3. PDF Text Extraction Tool
The pdftotext command-line utility extracts the textual data from PDF files. It’s part of the Poppler tools package, which comes preinstalled on some Linux distributions.
Now, let’s convert our file:
$ pdftotext project.pdf
In this case, pdftotext creates a project.txt file with the textual contents of project.pdf in the same directory.
Finally, we can redirect the output above to the less command and get the contents displayed in the terminal:
$ pdftotext project.pdf - | less
Here, we push the text preprocessed by pdftotext for the less command to read. This is what happens when we use a compatible version of less while we already have pdftotext preinstalled.
4. Using the xdg-open Command
Before getting into xdg-open, first, let’s understand the idea of XDG (Cross-Desktop Group). Currently known as freedesktop.org, it’s a community that hosts a set of specifications to promote interoperability between desktop environments and graphical user interface (GUI) applications on Unix-like systems.
One of its projects is xdg-utils, a set of tools for incorporating applications with a user-preferred desktop environment. For example, xdg-open is one of these tools.
Since the Linux operating system has multiple desktop environments available to a user, there are different tools to open files specific to each. However, the xdg-open command can open files on most environments like KDE, LXDE, and GNOME.
The general syntax again just requires passing a file by name:
$ xdg-open [file]
In our case, we just pass project.pdf:
$ xdg-open project.pdf
When we provide a file name as the argument, xdg-open opens the file with the default PDF document viewer.
On the other hand, if we provide a file URL as the argument, the PDF file from that URL is opened using our default web browser. If we prefer to open the file with a specific browser, we can also do that instead.
5. Browser Options
Apart from xdg-open, another universal option is working with browsers from the command line.
For example, we can open our PDF file using google-chrome from the terminal:
$ google-chrome project.pdf
Of course, we can also open the file from the firefox browser:
$ firefox project.pdf
Since there is usually a browser preinstalled on most Linux distributions, this is a fairly universal option for opening PDF files as long as we have a GUI.
Evince is a document viewer for the GNOME desktop environment. It was created to work with many file formats like PDF, Postscript, and many more.
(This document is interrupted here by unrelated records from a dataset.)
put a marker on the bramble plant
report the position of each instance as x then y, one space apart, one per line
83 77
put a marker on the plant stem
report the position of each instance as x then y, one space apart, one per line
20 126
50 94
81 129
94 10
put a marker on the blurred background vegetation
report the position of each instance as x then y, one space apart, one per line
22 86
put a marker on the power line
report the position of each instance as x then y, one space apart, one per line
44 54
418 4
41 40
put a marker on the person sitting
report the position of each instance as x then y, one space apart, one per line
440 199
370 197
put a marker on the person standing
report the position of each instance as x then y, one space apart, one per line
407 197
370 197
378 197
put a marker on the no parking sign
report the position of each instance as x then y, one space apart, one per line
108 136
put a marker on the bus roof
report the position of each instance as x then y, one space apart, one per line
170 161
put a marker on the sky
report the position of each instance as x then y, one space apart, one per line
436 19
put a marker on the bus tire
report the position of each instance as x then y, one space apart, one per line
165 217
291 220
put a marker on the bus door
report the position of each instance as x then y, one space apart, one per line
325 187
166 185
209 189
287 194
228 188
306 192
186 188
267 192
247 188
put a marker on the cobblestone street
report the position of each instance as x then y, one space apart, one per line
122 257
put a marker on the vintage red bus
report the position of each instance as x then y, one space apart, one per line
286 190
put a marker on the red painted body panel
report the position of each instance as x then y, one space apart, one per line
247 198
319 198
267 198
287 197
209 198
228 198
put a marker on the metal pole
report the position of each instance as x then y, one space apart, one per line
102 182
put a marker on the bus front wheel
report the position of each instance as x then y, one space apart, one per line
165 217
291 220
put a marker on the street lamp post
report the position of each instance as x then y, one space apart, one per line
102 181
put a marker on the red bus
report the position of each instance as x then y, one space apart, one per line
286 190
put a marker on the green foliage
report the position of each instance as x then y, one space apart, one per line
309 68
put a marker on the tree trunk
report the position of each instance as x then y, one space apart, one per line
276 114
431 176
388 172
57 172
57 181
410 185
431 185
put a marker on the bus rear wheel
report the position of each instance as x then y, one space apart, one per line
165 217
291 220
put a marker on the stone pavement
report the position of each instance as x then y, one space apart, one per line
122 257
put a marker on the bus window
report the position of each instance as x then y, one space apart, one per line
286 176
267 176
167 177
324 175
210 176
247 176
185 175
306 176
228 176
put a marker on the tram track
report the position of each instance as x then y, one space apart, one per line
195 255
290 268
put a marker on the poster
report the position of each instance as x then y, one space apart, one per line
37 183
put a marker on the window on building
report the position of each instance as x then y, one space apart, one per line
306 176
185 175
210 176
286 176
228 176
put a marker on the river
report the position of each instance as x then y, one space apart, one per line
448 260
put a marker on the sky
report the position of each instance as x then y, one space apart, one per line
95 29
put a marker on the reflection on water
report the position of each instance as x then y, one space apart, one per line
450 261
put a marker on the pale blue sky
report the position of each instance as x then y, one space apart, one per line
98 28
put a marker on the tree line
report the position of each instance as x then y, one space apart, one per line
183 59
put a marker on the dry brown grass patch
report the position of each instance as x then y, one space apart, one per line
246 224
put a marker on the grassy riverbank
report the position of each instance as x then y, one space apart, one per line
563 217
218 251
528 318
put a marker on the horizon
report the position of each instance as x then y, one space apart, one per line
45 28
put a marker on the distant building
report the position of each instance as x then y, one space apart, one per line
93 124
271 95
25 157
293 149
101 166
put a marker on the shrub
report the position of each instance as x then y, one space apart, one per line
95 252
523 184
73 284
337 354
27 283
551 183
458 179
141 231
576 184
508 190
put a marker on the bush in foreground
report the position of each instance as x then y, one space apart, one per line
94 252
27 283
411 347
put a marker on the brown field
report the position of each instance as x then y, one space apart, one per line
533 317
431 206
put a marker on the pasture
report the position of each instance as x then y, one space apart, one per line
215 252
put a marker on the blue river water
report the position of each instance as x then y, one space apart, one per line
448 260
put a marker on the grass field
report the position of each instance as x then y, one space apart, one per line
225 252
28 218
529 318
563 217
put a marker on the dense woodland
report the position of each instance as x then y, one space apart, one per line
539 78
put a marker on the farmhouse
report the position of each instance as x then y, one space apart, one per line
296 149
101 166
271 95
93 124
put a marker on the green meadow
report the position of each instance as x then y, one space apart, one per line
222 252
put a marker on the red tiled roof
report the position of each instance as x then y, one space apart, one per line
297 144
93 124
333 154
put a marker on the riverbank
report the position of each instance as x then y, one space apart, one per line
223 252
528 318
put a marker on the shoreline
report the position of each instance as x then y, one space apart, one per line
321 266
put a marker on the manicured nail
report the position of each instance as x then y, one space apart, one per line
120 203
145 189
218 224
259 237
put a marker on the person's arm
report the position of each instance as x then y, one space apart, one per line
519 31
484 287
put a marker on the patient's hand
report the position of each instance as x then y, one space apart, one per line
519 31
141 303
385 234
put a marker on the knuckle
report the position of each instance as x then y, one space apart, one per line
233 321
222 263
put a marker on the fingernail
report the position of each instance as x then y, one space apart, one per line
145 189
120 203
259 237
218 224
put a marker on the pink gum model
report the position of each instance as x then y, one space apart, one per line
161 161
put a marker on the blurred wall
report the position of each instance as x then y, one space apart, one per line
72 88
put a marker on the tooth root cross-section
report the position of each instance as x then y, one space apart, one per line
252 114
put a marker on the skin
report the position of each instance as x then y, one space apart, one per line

The way we open our PDF file is similar to the previous tools we’ve looked at, but this time using the evince command:
$ evince project.pdf
With this command, we can input the file path as an argument. If we don’t want to use the file path, we have to run the command in the same directory as the PDF file.
In this article, we learned about some tools that can help when opening PDF files from the command line. Usually, less is a good choice since it often opens large files faster than other alternatives. Furthermore, we can choose the xdg-open since it’s supported in different desktop environments. Finally, without a GUI, we can simply use pdftotext directly.